Miquel Llop/NurPhoto via Getty Images

O ex-líder catalão apelou para que a justiça espanhola “suspenda a prisão preventiva” dos outros líderes independentistas que continuam presos em Espanha e que “comece a agir de acordo com a justiça europeia”

O antigo presidente do Governo da Catalunha Carles Puigdemont acredita que a decisão do Tribunal Supremo Espanhol de cancelar o mandato europeu de extradição apenas por peculato "é a demonstração da imensa fraqueza" do processo.

O órgão supremo de justiça espanhol recusou-se a julgar o independentista em fuga apenas pelo delito de peculato e não pelo de rebelião.

Na rede social Twitter, Carles Puigdemont pediu também que a justiça espanhola "suspenda a prisão preventiva" dos outros nove líderes independentistas que continuam presos em Espanha e que "comece a agir de acordo com a justiça europeia".

A equipa de advogados que defendeu o ex-líder independentista na Alemanha congratulou-se com a decisão do juiz espanhol Pablo Llarena de retirar a ordem de extradição.

Num breve comunicado, citado pela agência de notícias EFE, a defesa de Puigdemont apela à resolução do conflito por vias políticas.

"É uma decisão razoável. É a consequência lógica dos nossos esforços nas últimas semanas e nos últimos meses", escreveram os advogados.

O documento acrescenta ainda que "chega agora ao fim a perseguição europeia a Carles Puigdemont por parte de Espanha".

O cancelamento do mandado europeu de detenção significa que Puigdemont vai continuar em liberdade, mas não poderá regressar durante 20 anos a Espanha, onde seria imediatamente detido para responder pelo crime de rebelião, que só prescreve passado este período.

O crime de rebelião pode levar em Espanha a uma pena máxima de 30 anos de prisão, enquanto o de peculato é punido com 12 anos.

Na decisão do Supremo publicada hoje, o juiz também cancela o mandado europeu de detenção pedido para mais cinco independentistas catalães fugidos à justiça espanhola, que no caso de regressarem ao país serão julgados por rebelião.
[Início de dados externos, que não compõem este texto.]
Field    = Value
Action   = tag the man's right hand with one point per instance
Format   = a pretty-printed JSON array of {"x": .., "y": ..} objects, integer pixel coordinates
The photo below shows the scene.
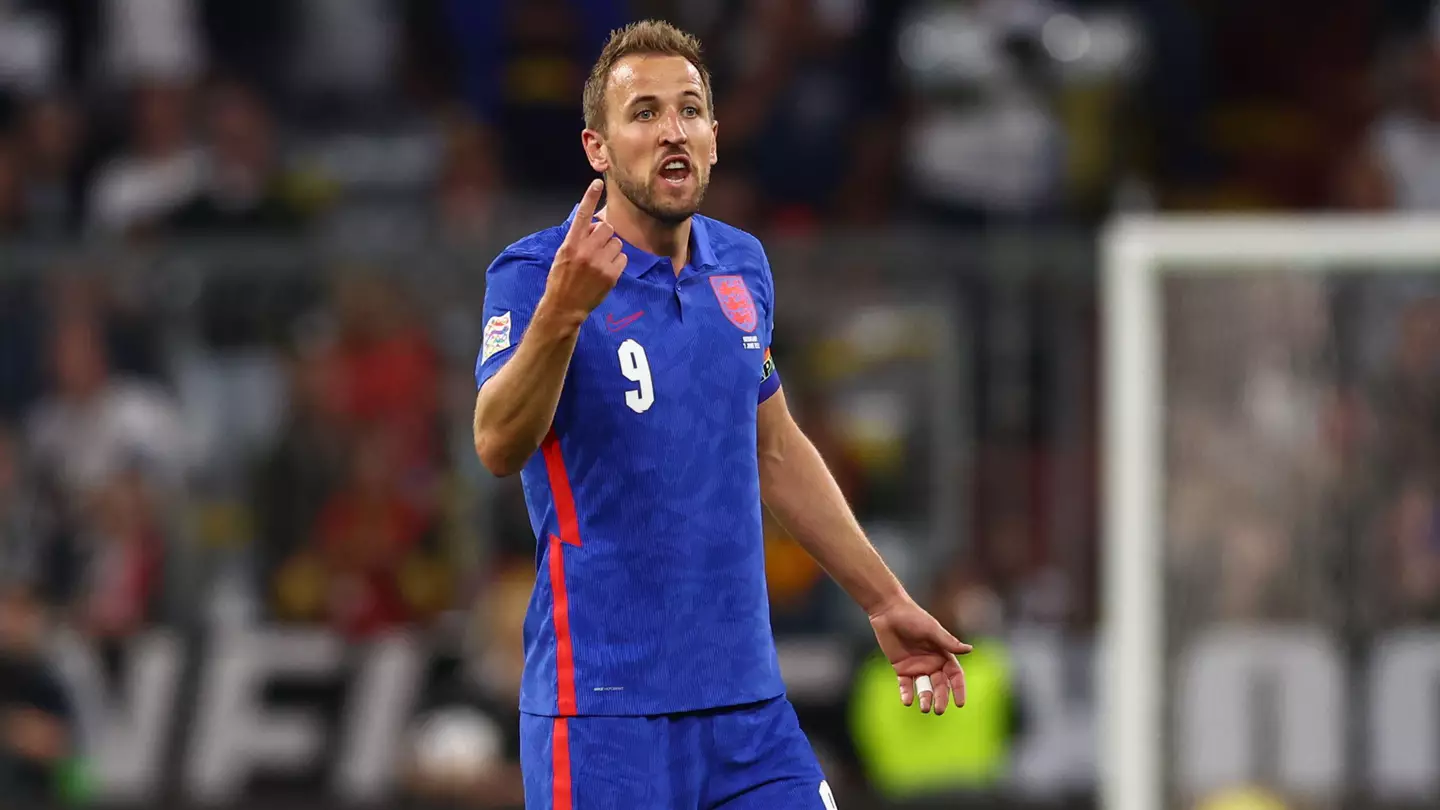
[{"x": 586, "y": 265}]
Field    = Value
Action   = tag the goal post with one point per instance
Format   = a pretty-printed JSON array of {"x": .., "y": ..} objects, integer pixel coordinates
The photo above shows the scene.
[{"x": 1136, "y": 255}]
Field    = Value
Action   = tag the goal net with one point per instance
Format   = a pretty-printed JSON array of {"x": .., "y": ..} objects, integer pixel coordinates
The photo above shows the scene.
[{"x": 1272, "y": 574}]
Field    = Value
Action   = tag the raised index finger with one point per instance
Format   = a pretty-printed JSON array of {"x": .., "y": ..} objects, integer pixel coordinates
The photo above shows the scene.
[{"x": 579, "y": 227}]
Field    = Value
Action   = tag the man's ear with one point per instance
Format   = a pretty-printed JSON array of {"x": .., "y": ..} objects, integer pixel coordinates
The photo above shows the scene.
[{"x": 595, "y": 150}]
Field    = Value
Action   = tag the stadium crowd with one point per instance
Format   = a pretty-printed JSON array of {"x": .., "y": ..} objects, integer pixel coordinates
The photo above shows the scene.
[{"x": 294, "y": 447}]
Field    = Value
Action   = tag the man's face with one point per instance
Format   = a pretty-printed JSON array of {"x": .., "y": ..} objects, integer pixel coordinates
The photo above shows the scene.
[{"x": 660, "y": 139}]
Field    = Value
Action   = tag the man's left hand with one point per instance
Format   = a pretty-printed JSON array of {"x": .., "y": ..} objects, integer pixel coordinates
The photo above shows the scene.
[{"x": 920, "y": 647}]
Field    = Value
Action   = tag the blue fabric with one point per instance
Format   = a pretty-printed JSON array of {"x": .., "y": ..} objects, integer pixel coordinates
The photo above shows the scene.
[
  {"x": 664, "y": 590},
  {"x": 739, "y": 758}
]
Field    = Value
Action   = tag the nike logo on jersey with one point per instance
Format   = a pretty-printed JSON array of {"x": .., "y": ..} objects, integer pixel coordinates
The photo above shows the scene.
[{"x": 615, "y": 325}]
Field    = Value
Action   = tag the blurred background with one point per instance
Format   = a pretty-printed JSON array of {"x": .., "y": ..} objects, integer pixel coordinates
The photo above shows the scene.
[{"x": 249, "y": 559}]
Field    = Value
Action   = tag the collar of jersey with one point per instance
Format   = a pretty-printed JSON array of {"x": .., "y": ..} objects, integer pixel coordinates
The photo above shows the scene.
[{"x": 702, "y": 254}]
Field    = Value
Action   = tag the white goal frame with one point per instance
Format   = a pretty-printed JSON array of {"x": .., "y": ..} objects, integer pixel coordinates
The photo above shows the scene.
[{"x": 1134, "y": 255}]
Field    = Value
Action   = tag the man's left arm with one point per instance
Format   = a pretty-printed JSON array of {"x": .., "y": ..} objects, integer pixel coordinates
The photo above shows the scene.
[{"x": 802, "y": 495}]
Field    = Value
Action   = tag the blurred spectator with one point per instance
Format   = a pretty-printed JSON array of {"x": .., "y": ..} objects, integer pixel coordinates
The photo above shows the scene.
[
  {"x": 799, "y": 110},
  {"x": 36, "y": 718},
  {"x": 12, "y": 192},
  {"x": 36, "y": 536},
  {"x": 984, "y": 141},
  {"x": 524, "y": 67},
  {"x": 1414, "y": 552},
  {"x": 471, "y": 185},
  {"x": 124, "y": 545},
  {"x": 54, "y": 175},
  {"x": 151, "y": 41},
  {"x": 1398, "y": 163},
  {"x": 95, "y": 424},
  {"x": 304, "y": 467},
  {"x": 467, "y": 738},
  {"x": 160, "y": 167},
  {"x": 386, "y": 372},
  {"x": 244, "y": 186},
  {"x": 365, "y": 572}
]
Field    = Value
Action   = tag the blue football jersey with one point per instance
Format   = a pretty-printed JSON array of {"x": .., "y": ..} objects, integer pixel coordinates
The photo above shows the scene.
[{"x": 650, "y": 593}]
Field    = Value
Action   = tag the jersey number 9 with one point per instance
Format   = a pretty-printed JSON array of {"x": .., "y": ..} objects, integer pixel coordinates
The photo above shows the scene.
[{"x": 635, "y": 368}]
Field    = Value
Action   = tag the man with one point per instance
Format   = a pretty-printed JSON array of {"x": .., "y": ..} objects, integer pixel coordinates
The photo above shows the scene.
[
  {"x": 35, "y": 708},
  {"x": 631, "y": 348}
]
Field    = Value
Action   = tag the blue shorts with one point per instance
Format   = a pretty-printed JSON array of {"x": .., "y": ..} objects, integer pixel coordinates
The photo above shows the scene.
[{"x": 735, "y": 758}]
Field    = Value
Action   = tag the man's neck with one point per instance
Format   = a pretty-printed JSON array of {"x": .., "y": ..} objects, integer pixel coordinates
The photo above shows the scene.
[{"x": 647, "y": 232}]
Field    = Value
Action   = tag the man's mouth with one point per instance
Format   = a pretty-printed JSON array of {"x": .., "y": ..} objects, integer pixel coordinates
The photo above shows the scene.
[{"x": 676, "y": 170}]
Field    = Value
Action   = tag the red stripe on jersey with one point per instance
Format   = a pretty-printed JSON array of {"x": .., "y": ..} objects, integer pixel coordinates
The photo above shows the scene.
[
  {"x": 569, "y": 533},
  {"x": 560, "y": 490},
  {"x": 563, "y": 647},
  {"x": 560, "y": 757}
]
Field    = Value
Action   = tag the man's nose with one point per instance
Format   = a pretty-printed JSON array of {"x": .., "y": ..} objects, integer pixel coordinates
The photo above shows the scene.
[{"x": 671, "y": 131}]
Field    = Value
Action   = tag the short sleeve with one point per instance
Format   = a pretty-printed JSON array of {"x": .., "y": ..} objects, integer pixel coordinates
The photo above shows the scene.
[
  {"x": 769, "y": 376},
  {"x": 513, "y": 287}
]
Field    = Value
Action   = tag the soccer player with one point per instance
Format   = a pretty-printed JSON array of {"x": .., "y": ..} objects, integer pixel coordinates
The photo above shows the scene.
[{"x": 627, "y": 375}]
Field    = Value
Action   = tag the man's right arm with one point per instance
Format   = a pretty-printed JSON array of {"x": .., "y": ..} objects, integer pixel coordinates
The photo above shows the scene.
[
  {"x": 516, "y": 404},
  {"x": 514, "y": 408}
]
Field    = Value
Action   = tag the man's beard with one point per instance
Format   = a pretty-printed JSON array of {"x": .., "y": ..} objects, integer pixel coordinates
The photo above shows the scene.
[{"x": 642, "y": 196}]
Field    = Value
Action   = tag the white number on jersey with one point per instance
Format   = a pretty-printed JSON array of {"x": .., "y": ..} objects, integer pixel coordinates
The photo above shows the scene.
[{"x": 635, "y": 368}]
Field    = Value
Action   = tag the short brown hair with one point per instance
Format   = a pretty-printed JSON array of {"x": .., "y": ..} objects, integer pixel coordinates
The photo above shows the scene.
[{"x": 645, "y": 36}]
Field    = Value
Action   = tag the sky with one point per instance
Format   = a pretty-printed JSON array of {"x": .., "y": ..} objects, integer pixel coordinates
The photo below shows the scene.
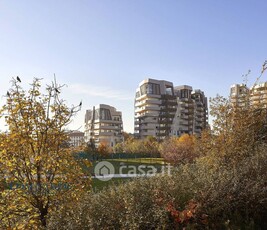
[{"x": 103, "y": 49}]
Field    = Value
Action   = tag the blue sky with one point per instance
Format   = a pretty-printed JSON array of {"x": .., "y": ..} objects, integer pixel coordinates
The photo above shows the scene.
[{"x": 102, "y": 49}]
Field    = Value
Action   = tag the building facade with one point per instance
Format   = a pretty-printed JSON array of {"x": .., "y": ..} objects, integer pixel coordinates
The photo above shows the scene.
[
  {"x": 162, "y": 110},
  {"x": 76, "y": 138},
  {"x": 104, "y": 124},
  {"x": 241, "y": 95}
]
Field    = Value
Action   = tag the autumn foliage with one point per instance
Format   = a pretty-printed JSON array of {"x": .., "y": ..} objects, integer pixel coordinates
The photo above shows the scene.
[{"x": 39, "y": 171}]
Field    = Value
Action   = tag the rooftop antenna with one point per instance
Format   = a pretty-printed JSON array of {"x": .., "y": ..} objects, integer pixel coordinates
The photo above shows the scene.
[{"x": 245, "y": 77}]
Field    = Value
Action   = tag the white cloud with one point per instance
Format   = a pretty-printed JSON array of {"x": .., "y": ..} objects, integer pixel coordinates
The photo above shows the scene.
[{"x": 99, "y": 91}]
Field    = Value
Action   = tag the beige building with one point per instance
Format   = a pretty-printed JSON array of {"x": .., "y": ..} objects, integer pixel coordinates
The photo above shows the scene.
[
  {"x": 103, "y": 123},
  {"x": 76, "y": 138},
  {"x": 241, "y": 95},
  {"x": 162, "y": 110}
]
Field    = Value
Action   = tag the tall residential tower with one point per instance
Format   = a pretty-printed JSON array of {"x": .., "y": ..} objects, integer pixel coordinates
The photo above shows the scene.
[
  {"x": 103, "y": 123},
  {"x": 162, "y": 110}
]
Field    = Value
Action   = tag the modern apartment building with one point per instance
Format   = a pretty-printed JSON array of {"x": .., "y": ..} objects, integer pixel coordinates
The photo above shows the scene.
[
  {"x": 76, "y": 138},
  {"x": 103, "y": 123},
  {"x": 241, "y": 95},
  {"x": 162, "y": 110}
]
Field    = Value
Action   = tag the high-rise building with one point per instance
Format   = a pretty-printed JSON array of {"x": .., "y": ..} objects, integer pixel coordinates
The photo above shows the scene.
[
  {"x": 76, "y": 138},
  {"x": 103, "y": 123},
  {"x": 241, "y": 95},
  {"x": 162, "y": 110}
]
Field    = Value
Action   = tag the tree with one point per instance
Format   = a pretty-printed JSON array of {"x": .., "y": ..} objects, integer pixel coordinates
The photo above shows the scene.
[
  {"x": 103, "y": 149},
  {"x": 40, "y": 172},
  {"x": 179, "y": 150}
]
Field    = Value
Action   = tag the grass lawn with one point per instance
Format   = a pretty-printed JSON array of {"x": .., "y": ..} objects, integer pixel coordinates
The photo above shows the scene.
[
  {"x": 99, "y": 185},
  {"x": 127, "y": 166}
]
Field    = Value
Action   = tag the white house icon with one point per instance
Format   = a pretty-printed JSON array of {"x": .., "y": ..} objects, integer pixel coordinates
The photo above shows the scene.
[{"x": 104, "y": 170}]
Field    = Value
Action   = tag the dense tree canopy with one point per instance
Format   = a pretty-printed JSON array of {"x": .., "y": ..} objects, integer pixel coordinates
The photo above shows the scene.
[{"x": 37, "y": 168}]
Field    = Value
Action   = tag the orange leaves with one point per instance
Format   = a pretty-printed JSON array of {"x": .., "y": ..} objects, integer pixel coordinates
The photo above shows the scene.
[{"x": 183, "y": 216}]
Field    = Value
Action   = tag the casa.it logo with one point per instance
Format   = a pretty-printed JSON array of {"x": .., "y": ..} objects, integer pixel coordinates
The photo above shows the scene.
[{"x": 104, "y": 171}]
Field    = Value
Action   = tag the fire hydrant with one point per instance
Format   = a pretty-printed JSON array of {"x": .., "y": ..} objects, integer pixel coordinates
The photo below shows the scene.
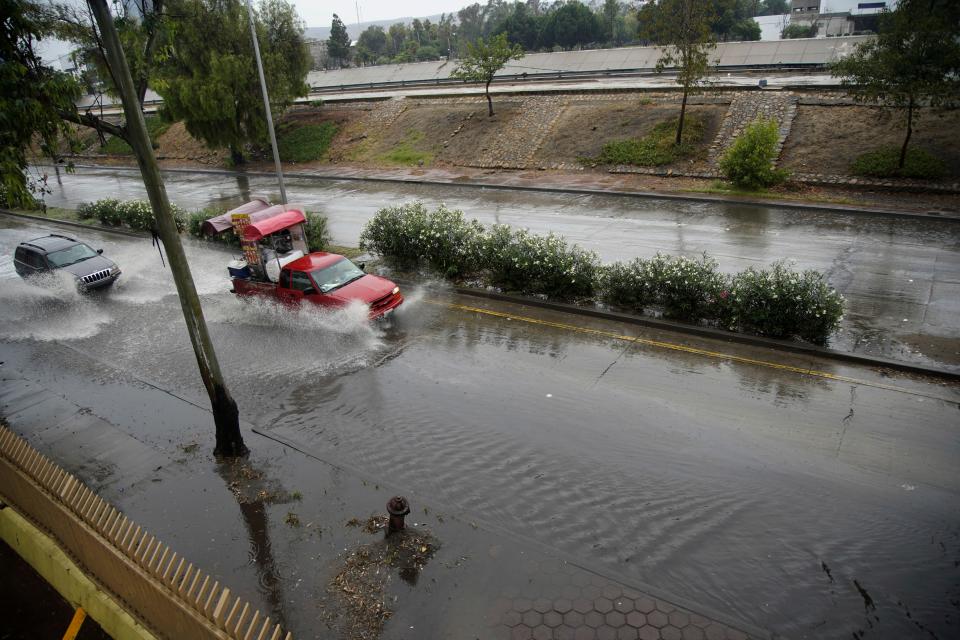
[{"x": 397, "y": 507}]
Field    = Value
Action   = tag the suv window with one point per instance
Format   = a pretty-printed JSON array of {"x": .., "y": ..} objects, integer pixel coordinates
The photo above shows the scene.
[
  {"x": 300, "y": 281},
  {"x": 30, "y": 258}
]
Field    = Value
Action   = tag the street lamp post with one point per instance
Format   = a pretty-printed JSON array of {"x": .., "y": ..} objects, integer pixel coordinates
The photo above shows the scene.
[{"x": 266, "y": 104}]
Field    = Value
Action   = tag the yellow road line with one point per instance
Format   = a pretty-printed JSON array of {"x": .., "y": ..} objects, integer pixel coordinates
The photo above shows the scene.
[
  {"x": 686, "y": 349},
  {"x": 78, "y": 617}
]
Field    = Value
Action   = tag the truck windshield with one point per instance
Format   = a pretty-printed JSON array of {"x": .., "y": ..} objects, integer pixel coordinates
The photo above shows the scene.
[
  {"x": 336, "y": 275},
  {"x": 72, "y": 255}
]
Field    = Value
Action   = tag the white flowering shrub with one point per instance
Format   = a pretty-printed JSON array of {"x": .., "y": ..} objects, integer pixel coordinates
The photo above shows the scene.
[
  {"x": 136, "y": 214},
  {"x": 782, "y": 303},
  {"x": 442, "y": 239},
  {"x": 685, "y": 289},
  {"x": 519, "y": 260}
]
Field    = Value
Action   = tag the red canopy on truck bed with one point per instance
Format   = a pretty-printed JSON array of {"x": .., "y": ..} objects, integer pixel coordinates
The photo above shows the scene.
[{"x": 282, "y": 220}]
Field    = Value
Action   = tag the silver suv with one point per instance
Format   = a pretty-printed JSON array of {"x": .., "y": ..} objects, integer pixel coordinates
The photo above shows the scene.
[{"x": 56, "y": 252}]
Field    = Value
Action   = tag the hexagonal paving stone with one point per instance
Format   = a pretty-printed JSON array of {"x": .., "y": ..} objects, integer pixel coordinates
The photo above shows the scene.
[
  {"x": 670, "y": 632},
  {"x": 522, "y": 604},
  {"x": 590, "y": 592},
  {"x": 564, "y": 633},
  {"x": 606, "y": 633},
  {"x": 542, "y": 633},
  {"x": 532, "y": 619},
  {"x": 521, "y": 632},
  {"x": 666, "y": 607},
  {"x": 612, "y": 591},
  {"x": 616, "y": 619},
  {"x": 582, "y": 605},
  {"x": 626, "y": 633},
  {"x": 645, "y": 605},
  {"x": 636, "y": 619},
  {"x": 679, "y": 619},
  {"x": 623, "y": 605},
  {"x": 691, "y": 632},
  {"x": 512, "y": 618},
  {"x": 584, "y": 633},
  {"x": 715, "y": 632},
  {"x": 542, "y": 605},
  {"x": 699, "y": 620},
  {"x": 593, "y": 619},
  {"x": 552, "y": 619},
  {"x": 573, "y": 619},
  {"x": 570, "y": 592},
  {"x": 647, "y": 632},
  {"x": 658, "y": 619}
]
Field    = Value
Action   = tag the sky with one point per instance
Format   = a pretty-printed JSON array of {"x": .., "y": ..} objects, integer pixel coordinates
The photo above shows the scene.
[{"x": 319, "y": 14}]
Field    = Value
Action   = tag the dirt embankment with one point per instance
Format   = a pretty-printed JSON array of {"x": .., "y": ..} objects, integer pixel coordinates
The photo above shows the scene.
[{"x": 552, "y": 134}]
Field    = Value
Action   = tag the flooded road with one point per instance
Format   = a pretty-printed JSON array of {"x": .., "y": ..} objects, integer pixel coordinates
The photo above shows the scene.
[
  {"x": 807, "y": 506},
  {"x": 901, "y": 277}
]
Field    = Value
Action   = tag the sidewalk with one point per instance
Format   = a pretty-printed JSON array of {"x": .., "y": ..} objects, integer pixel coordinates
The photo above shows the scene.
[{"x": 281, "y": 528}]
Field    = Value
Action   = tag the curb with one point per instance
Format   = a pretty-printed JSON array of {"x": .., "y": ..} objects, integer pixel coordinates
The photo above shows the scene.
[
  {"x": 717, "y": 334},
  {"x": 760, "y": 202},
  {"x": 48, "y": 559},
  {"x": 655, "y": 323}
]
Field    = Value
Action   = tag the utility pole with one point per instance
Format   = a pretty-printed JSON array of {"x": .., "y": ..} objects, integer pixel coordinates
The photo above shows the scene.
[
  {"x": 225, "y": 413},
  {"x": 266, "y": 104}
]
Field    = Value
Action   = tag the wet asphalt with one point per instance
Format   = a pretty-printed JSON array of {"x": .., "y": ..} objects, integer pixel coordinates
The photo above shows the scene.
[
  {"x": 796, "y": 503},
  {"x": 901, "y": 277}
]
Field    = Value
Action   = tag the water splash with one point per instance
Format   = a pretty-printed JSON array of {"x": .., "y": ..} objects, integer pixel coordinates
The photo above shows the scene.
[{"x": 49, "y": 307}]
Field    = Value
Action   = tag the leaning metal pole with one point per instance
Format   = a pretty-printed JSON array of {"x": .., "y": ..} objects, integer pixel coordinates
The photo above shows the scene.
[
  {"x": 225, "y": 414},
  {"x": 266, "y": 104}
]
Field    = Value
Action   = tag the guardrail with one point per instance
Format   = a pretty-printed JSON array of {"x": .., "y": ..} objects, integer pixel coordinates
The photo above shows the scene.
[{"x": 169, "y": 595}]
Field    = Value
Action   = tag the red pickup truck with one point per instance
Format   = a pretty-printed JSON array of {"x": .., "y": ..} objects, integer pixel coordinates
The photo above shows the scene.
[
  {"x": 273, "y": 240},
  {"x": 329, "y": 280}
]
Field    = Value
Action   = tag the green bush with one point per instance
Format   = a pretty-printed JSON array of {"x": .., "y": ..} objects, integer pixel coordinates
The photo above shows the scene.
[
  {"x": 882, "y": 163},
  {"x": 304, "y": 143},
  {"x": 748, "y": 163},
  {"x": 781, "y": 303},
  {"x": 518, "y": 260},
  {"x": 136, "y": 214},
  {"x": 443, "y": 239},
  {"x": 776, "y": 302},
  {"x": 656, "y": 148},
  {"x": 156, "y": 127}
]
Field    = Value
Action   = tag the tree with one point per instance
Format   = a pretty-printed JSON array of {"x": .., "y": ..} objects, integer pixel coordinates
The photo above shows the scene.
[
  {"x": 914, "y": 61},
  {"x": 338, "y": 45},
  {"x": 682, "y": 28},
  {"x": 371, "y": 44},
  {"x": 31, "y": 98},
  {"x": 130, "y": 88},
  {"x": 484, "y": 58},
  {"x": 207, "y": 77},
  {"x": 569, "y": 25}
]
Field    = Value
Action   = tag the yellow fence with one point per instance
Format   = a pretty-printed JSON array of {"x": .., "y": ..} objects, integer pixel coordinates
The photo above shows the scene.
[{"x": 168, "y": 594}]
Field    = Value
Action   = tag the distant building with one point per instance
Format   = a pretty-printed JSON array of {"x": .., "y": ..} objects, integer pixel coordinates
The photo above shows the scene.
[
  {"x": 839, "y": 17},
  {"x": 318, "y": 52}
]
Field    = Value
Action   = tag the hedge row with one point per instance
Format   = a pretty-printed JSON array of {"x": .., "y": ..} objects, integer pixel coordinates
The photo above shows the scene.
[
  {"x": 776, "y": 301},
  {"x": 138, "y": 214}
]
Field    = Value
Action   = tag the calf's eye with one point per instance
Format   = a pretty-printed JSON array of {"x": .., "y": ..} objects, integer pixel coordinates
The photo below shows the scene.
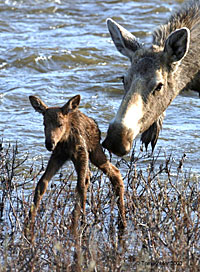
[{"x": 158, "y": 87}]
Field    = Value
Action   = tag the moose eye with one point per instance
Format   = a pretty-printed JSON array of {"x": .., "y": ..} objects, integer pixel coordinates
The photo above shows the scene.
[{"x": 158, "y": 87}]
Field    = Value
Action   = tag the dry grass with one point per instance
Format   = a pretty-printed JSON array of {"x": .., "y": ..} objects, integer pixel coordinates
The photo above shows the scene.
[{"x": 162, "y": 208}]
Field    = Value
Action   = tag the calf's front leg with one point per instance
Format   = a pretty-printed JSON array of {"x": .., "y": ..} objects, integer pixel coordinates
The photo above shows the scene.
[
  {"x": 54, "y": 164},
  {"x": 98, "y": 158}
]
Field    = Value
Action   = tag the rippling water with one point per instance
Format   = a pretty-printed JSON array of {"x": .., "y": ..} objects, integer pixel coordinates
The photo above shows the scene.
[{"x": 56, "y": 49}]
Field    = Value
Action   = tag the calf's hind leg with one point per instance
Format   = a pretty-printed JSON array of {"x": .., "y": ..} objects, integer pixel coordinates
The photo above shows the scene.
[{"x": 98, "y": 158}]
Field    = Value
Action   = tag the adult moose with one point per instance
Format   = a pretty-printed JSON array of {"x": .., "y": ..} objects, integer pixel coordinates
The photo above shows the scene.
[
  {"x": 71, "y": 135},
  {"x": 156, "y": 76}
]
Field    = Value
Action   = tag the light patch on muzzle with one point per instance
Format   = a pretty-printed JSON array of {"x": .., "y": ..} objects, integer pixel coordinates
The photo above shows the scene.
[{"x": 130, "y": 114}]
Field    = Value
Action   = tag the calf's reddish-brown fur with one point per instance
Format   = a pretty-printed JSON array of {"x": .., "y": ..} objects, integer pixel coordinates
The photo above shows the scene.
[{"x": 71, "y": 135}]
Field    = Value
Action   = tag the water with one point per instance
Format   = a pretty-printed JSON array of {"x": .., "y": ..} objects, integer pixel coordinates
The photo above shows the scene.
[{"x": 57, "y": 49}]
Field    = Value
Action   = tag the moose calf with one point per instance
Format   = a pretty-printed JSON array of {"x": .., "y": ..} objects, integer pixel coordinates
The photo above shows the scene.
[{"x": 71, "y": 135}]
A decisão diz respeito a Carles Puigdemont, que está na Alemanha, quatro outros ex-conselheiros (ministros regionais), Toni Comín, Lluís Puig et Meritxell Serret, exilados na Bélgica, e Clara Ponsati, que vive na Escócia (Reino Unido).

No final da fase de instrução, o Supremo espanhol, incriminou 25 pessoas de alegados delitos de rebelião, sedição e/ou peculato pelo seu envolvimento na tentativa falhada em 2017 de separar a Catalunha da Espanha através da criação de uma República independente.

Entre os 25 acusados, há 13 que são chamados a responder pelo crime de rebelião, incluindo Carles Puigdemont e o seu ex-vice-presidente, Oriol Junqueras, detido atualmente numa prisão da Catalunha com outros ex-conselheiros.

Puigdemont fugiu de Espanha depois de Madrid ter decidido, em 27 de outubro de 2017, intervir na Catalunha na sequência da tentativa de secessão.

O ex-presidente do executivo catalão fugiu inicialmente para a Bélgica, mas foi detido este ano pela polícia alemã quando regressava de carro de uma conferência em que participou na Finlândia.